It's been a hectic week. Was helping to organise an event on Thursday night (and performing at it), as well as participating in a 48 hour competition over the weekend, before heading back overseas. On the way I seem to have contracted some kind of head cold so tired, icky, heavy head, but happy.

It was so good to see Sugar and eat a home-cooked meal. Our place is really cosy and, even though we've only been here a month or so, it feels like a home-coming to return here. Nice.

Carob has decided to stay in our home town, with Ella. The decision hurt a bit and it did make me feel (non-rationally) like the less favourite person... but I knew it really wasn't about that. We talked and cuddled through some fairly ragged emotions and thoughts.

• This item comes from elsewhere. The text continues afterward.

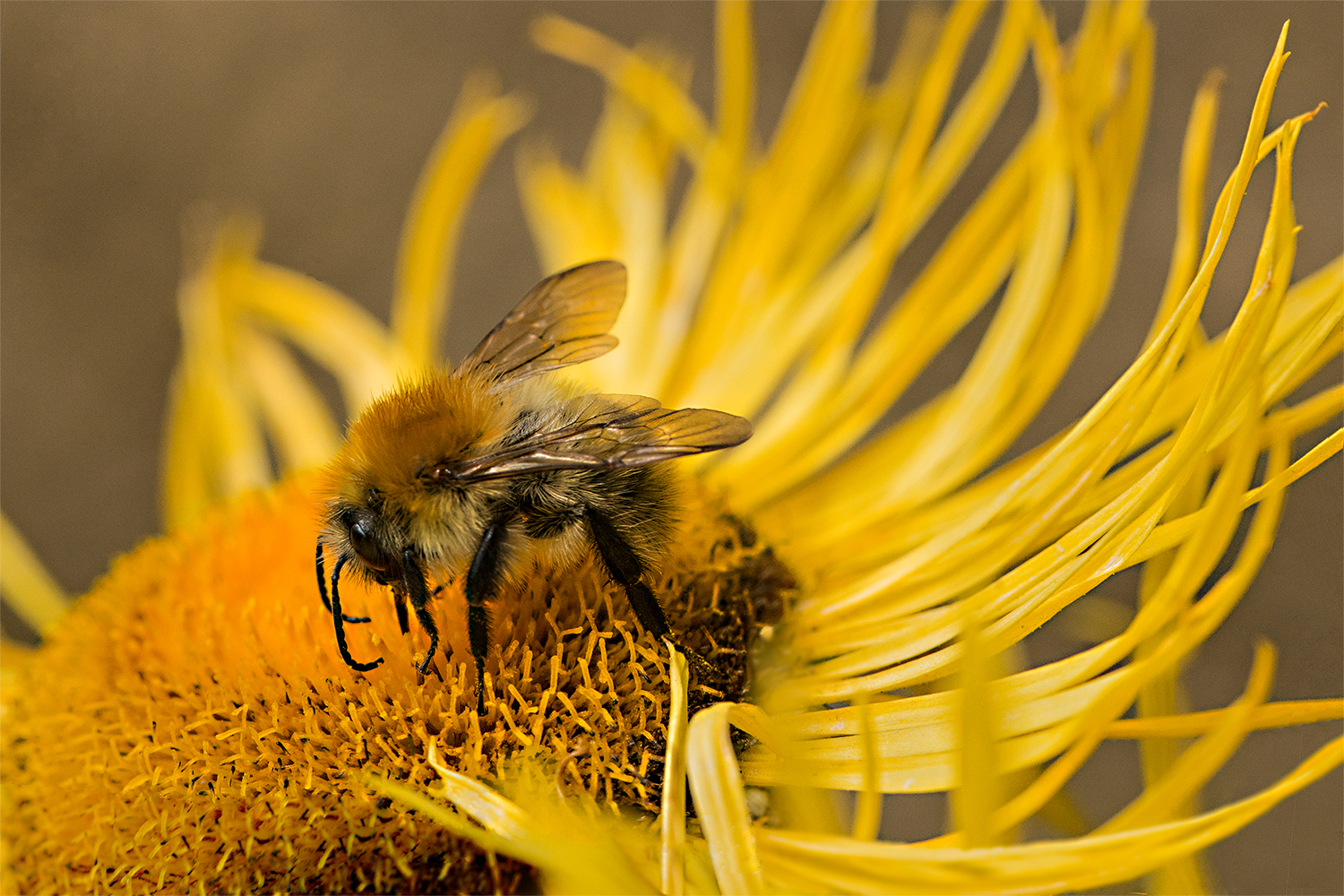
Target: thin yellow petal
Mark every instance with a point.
(26, 584)
(674, 780)
(301, 426)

I'm gonna miss him heaps, but we are going to try to do long-distance better (more video chat and projects together even from a distance.) I'm feeling good about the future.

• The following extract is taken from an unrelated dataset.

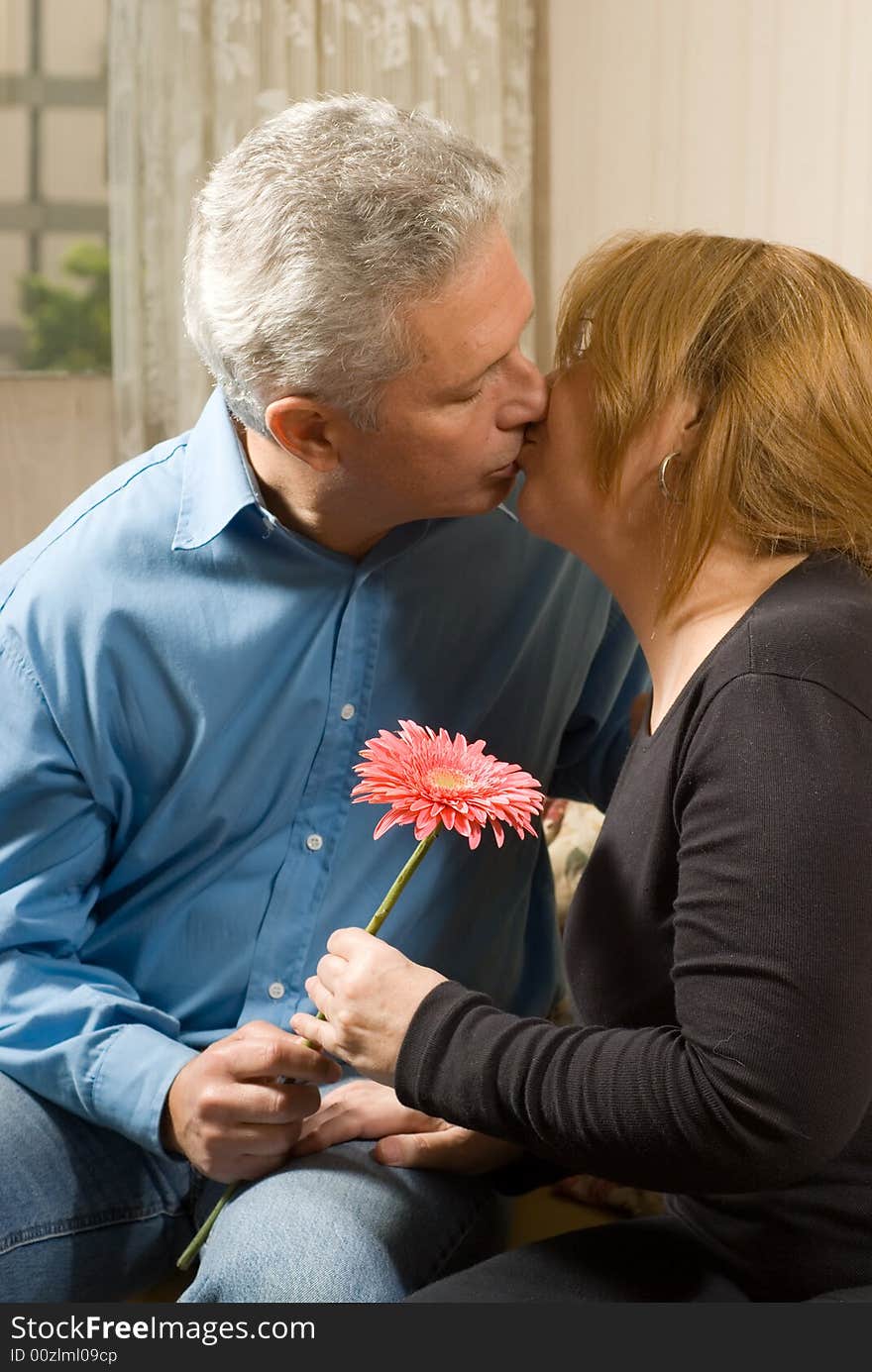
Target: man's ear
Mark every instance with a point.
(302, 426)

In terms of Ella, well. Gosh. She's sweet, and soft, and very lovely. I asked her to be my girlfriend, and she said yes. Blush, scuff shoes, ah, *squee*

*moon-face*

Thought it was an appropriate time to agree to be Carob's girlfriend too. He's been calling me his girlfriend since we hooked up, and I've avoided the term for some reason... now it just feels right. I guess things feel settled enough that putting a label on the jar really doesn't bother me. Won't change what is inside.

So, yeah. I might have to get one of those taglines that explain the shape of everything Eh, maybe not yet.